One complicating factor in the 2022 election is Alaska’s new ranked-choice voting system, poised for implementation under a voter-approved initiative that is being challenged in court. Under the new system, which would end party primaries in Alaska, the top four vote-getters in an open primary advance to the November general election regardless of party affiliation. That opens up the possibility of having multiple candidates from the same party on the general election ballot.

This is a version of the top-two system used in California. Despite the language being used (e.g., “open primary”) what we have here (and we have in CA and other states that use such systems) is a two-step electoral process wherein candidates from both different parties and the same party can openly compete in the first round. This is not a primary, regardless of what people call it. A primary is an election to nominate a party’s candidate. In these systems, the candidates are self-nominating. The party has essentially no control over who represents them on the ballot.

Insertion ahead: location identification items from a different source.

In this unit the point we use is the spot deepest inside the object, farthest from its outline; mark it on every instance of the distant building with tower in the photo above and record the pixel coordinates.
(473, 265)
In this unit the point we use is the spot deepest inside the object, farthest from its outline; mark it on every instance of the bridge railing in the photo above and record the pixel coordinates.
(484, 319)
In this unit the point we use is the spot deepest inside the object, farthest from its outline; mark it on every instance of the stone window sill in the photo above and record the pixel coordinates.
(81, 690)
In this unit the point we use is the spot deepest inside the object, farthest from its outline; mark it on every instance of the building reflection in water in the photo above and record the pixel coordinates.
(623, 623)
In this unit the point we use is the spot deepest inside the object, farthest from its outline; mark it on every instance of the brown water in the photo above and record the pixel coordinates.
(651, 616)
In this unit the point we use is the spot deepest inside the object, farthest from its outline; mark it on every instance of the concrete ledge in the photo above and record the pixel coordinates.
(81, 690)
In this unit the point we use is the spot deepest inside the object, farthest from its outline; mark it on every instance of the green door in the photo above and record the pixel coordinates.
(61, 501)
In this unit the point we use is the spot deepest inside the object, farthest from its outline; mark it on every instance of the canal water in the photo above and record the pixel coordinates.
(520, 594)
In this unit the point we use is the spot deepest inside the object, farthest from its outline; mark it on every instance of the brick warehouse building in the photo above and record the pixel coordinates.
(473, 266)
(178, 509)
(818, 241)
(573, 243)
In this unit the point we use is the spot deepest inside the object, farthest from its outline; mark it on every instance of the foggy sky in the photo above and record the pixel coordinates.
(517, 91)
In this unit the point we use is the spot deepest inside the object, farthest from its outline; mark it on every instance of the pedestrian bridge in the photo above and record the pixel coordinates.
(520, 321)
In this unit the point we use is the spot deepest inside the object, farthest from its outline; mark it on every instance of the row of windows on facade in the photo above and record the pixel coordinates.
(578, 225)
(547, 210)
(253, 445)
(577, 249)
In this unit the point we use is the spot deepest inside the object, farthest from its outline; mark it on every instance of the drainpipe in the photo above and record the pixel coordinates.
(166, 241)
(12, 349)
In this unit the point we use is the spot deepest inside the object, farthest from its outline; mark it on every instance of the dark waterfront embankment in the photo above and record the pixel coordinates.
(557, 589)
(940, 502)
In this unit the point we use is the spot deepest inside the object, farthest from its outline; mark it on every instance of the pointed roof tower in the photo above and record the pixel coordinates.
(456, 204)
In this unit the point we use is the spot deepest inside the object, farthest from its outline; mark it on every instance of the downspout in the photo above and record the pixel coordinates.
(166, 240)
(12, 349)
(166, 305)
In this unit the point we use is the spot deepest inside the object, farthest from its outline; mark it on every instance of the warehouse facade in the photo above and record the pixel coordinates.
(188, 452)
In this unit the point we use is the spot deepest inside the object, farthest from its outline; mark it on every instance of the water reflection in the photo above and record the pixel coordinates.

The first stage of Alaska’s top-four is not a nomination process, it is an elimination round. The top four vote-getters in the first round advance to the second round wherein the winner is selected by RCV. We are about to see either another illustration of a fundamental weakness of US political parties, i.e., lack of control of their own label, or the degree to which this new system encourages new party formation (or, at least, participation from existing third parties).

Murkowski has a choice: run as Republican or run under some other label. Unless I am missing something in Alaska law, the state party cannot stop her from using the Republicans label to run against Tshibaka in either round. Murkowski could, if she so desires, break with the AK GOP and present herself as an independent or come up with her own party label (perhaps something as banal as doing a Joe Lieberman and going “independent Republican”). Were I to guess, I would guess that she sticks with “Republican” (and if she wins re-election, will have stuck it to the AK GOP yet again).

FILED UNDER: 2022 Election, US Politics, , , , , , , , , , , ,
Steven L. Taylor
About Steven L. Taylor
Steven L. Taylor is a Professor of Political Science and a College of Arts and Sciences Dean. His main areas of expertise include parties, elections, and the institutional design of democracies. His most recent book is the co-authored A Different Democracy: American Government in a 31-Country Perspective. He earned his Ph.D. from the University of Texas and his BA from the University of California, Irvine. He has been blogging since 2003 (originally at the now defunct Poliblog). Follow Steven on Twitter


  1. Joe says:

    I cannot perceive what advantage Murkowski would get in changing her designation away from simple Republican. I would think the change would only encourage more conservative Alaskans to see her as being a RINO to begin with. Sticking with the Republican label will, in my view, cast her in the “it’s my party you get out” role, which strikes me as the high ground for her.

  2. wr says:

    How stupid are Alaska republicans? They already tried this one — and she won as a write-in. What a pity she’s such a milquetoast she’ll never bother to make these creeps pay after she wins.

  3. Jay L Gischer says:

    A big lie needs unanimous endorsement. It isn’t going to get it, it looks like. So I’m guessing it falls apart at some point. You can shun those who are contradicting Big Lie, but you can’t make them shut up. And if you can’t even beat them in an election, I think the whole things grinds to a stop. However, that’s gonna take a while, especially when the Big Lie is powered by Big Names and Big Money.

  4. Ken_L says:

    It will be interesting to see if the parties have learned how to exploit ranked choice voting. If Democrats have any brains, they’ll do whatever they can to ensure Murkowski gets all their second preferences. It may well allow her to win even if she lags a long way behind the endorsed Republican on the first round.